Page 102 of Arran's Obsession

Shade emerged from the stairwell and gave him a shove. “Dick.”

We passed the staff entrance to Divide, a glance in showing me all the lights on and a cleaning crew hard at work in their black skeleton shirts.

“Student night tonight,” Shade informed me. “Cheap pints. Naw so hectic as the end of the week. The strip club and upstairs will have the usual crowd and be rammed from ten onwards.”

“On a Monday?”

“Businessmen away from home. They start the week as they mean to go on.” He raised his eyebrows.

More insight into the undertow of the city. This place was another world.

Someone called us, and we paused in the corridor and turned back. It took me a second to recognise Alisha, the operations manager, coming from the stairwell. In day clothes, her mousy brown hair in a messy bun, and no makeup accentuating her features, she was barely recognisable to the glossy creature I’d seen when she was working.

Arran’s comment about why she never wore a mask made sense. Her street disguise was effective.

Her gaze flicked over me then to the man holding my hand. Hostility crawled off her. “Why do you all have to go out this evening?”

Arran shrugged. “We’ll be back by the time it picks up.”

Her lips flattened. “You can’t keep doing this.”

“I’m not having the same argument again. Four hours, then I promise I’ll be here for the whole night.” He took a breath. “There’s something I need your help with. Does the name Flora sound familiar?”

Alisha wrinkled her nose. “Who is she?”

“That’s not important. Do you know anyone of that name?” At her headshake in the negative, he sighed. “Can you ask around the OG crew?” He gave the description I had.

Alisha shrugged, noncommittal.

I watched their interaction with a sinking heart. Arran called her one of the most important people in his life, and yet they were barely speaking. I was the reason.

“Mr Daniels? There’s a visitor here for you,” someone else said from the other direction.

Manny, the head of security, approached, another man at his side. Jamieson, one of Arran’s Scottish friends.

Arran embraced his friend. Jamieson nodded to me then fist bumped Shade. I wasn’t sure how much Arran’s worlds overlapped, but he’d clearly brought his friends here in the past.

“Walk with us,” Arran told his friend. “Tell me what the fuck you’re doing here?”

Jamieson fell into step, and the four of us moved on.

“Cassie,” he said with a frustrated grumble. His hand flicked a lighter wheel, a spark flying. “She got upset over something then took off. My guess is she’ll end up here.”

I drew my eyebrows in. “Have you checked with her friends?”

“Doesnae have many. We’re kind of an insular family.”

My heart gave an unexpected pang of understanding. I didn’t have many friends either, though for different reasons. Then a memory hit me. “She said something about coming here. I’d forgotten until now.”

Cassie had said she wanted to dance, but in case that meant on the pole rather than the nightclub’s floor, I kept the details to myself.
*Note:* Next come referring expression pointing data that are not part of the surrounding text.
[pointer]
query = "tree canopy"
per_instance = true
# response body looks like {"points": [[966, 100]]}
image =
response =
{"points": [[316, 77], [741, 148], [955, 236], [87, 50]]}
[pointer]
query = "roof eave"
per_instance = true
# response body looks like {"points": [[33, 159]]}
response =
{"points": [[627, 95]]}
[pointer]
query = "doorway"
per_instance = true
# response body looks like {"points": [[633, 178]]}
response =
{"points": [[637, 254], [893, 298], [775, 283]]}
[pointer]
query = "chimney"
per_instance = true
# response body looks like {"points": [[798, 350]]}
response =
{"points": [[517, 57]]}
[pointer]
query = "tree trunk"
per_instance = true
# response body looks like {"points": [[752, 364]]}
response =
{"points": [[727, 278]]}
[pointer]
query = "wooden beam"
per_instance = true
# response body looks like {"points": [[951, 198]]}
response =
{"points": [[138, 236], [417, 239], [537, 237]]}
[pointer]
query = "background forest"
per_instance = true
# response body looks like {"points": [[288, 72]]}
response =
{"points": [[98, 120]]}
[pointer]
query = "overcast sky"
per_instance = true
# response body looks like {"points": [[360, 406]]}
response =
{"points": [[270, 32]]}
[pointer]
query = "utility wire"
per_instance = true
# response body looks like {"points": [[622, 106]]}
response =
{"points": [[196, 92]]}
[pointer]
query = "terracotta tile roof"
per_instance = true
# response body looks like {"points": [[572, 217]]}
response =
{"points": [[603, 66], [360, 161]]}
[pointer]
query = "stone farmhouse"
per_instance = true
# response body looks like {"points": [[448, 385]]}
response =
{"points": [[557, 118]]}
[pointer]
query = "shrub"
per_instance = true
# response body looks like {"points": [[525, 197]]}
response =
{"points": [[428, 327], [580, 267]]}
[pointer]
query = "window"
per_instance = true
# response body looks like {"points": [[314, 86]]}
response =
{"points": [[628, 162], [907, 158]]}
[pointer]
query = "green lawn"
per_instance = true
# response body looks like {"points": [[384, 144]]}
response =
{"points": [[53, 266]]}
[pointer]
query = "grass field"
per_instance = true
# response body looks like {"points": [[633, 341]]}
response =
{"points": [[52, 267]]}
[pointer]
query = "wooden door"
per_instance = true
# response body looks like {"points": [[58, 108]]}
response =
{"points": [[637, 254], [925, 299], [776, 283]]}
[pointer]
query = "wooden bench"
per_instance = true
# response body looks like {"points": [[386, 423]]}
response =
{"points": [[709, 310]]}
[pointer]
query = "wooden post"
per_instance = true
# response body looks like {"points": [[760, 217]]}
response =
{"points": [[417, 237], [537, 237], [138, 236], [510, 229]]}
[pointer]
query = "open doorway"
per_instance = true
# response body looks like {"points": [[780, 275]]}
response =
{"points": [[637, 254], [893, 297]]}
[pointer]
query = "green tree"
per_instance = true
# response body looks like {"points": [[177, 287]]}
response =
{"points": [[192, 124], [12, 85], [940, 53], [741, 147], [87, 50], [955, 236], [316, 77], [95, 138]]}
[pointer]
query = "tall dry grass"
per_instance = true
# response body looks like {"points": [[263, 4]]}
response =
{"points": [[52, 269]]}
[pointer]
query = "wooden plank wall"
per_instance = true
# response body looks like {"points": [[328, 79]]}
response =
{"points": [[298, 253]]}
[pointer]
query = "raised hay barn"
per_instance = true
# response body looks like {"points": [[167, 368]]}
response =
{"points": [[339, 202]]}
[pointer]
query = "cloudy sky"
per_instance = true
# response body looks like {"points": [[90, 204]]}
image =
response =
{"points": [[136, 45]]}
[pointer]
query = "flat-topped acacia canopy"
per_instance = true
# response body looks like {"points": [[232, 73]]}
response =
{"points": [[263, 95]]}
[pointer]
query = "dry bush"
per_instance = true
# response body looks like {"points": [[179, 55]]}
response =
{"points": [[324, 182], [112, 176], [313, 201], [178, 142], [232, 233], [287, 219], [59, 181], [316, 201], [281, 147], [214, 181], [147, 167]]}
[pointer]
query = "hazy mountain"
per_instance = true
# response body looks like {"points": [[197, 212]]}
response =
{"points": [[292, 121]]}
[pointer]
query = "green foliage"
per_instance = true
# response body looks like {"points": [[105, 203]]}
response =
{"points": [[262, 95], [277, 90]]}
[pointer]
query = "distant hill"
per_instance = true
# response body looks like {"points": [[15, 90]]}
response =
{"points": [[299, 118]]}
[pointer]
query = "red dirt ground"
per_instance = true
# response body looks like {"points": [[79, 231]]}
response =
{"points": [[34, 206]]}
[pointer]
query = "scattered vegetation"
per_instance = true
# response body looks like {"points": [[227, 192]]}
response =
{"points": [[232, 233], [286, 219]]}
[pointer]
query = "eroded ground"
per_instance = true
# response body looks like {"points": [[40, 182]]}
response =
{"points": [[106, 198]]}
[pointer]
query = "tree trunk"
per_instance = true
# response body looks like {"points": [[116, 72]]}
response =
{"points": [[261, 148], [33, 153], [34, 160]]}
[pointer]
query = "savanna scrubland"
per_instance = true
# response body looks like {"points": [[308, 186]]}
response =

“Fuck, she mentioned that to me, too,” Arran said. “I’d assumed it was a joke because she said she wanted to dance here. I warned her off.”

Jamieson’s lip curled. “Red rag to a bull, man. She’ll be around somewhere. She’s not called?”

Arran snorted. “Like she’d give me notice of showing up. None of you fuckers do.”

There was no malice in his tone, only the tolerance extended to family. But worry was there, too. I shared it. Cherry had been murdered by someone unknown. That killer was still walking the streets. Even if he’d killed Cherry for a specific reason, that didn’t ease my concern for any other woman out on her own.